The corporation or business entity is said to commit a corporate crime if it is organized for that purpose. The mission of a corporation of this type is to use illegal means to gain profits and remain in business. The crime is often carried out by all levels of the corporation, such as the board of directors, the officers, and corporate managers. Some of the criminal offenses that are common to corporate criminals include falsification of corporate financial statements, corporate abuse of anti-trust laws, and bribing government officials for their corporation’s gain. When corporations are organized for money laundering purposes, they can be charged with corporate crimes.

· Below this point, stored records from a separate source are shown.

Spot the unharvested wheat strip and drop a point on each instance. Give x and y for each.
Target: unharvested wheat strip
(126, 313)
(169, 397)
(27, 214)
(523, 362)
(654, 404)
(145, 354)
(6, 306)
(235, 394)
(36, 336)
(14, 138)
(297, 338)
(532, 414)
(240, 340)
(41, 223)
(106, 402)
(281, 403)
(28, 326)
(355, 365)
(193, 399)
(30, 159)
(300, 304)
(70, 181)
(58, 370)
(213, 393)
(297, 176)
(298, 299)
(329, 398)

Some laws make it possible to defer the prosecution of a corporate crime, and some criminals may even be able to avoid it. The non-prosecution agreement and the deferred prosecution agreement are examples of ways that criminals can work with law enforcement to avoid or delay prosecution. With a deferred prosecution agreement, the government charges the accused, but may drop the charges within a certain period of time if the corporation does not commit any further crimes. The non-prosecution agreement allows criminals to pay a fine but avoid being charged with crimes.
Corporate crime and white collar crime are not the same thing as the author suggests at the beginning of this text.
While it is true that corporate crime and white collar crime overlap, they are two different things. Corporate crime refers to criminal actions undertaken by a corporation that has a separate legal entity from the natural persons that run it, or by a person who is acting on the behalf of that corporation. White collar crime refers to the criminal actions of an individual themselves. This does not necessarily have anything to do with the company.
Some people think that "corporate crime" means the crime occurs in a firm or economic company. That means corporate is a company and they disagree with what the author of this topic said: "Corporate crime, also called white-collar crime or organized crime".
@Valencia - That sounds like an interesting paper and topic.
Malfeasance is a legal term which refers to making an order or decision known to be illegal.
I would look for information on major polluting disasters, and the role of the people in charge. I am sure there are several cases where the executives have been found negligient by continuing to operate despite being aware of impending or actual problems.
I have to write a paper on social and environmental justice, using the keywords pollution and malfeasance, in relation to the definition of corporate crime.
This explanantion has been helpful for background information, but if anyone could add more on these two things I would be really grateful.
@Potterspop - I understand where you are coming from. It does seem unfair that the punishments for corporate crime are different from the usual.
Having said that, if it is company policy which is responsible for the crime, the resulting fines and perhaps limitations on actions, are more fitting than jail terms. If one person is found to be solely responsible then I think their victims should be compensated at the very least.
I think it's maddening that corporate corruption is so often considered a victimless crime. Having watched my aunt and uncle lose their life savings this way I can't accept that opinion at all.
Maybe people who have been affected by violent crimes would disagree with me, but in my opinion corporate crime cases are just as bad as any other.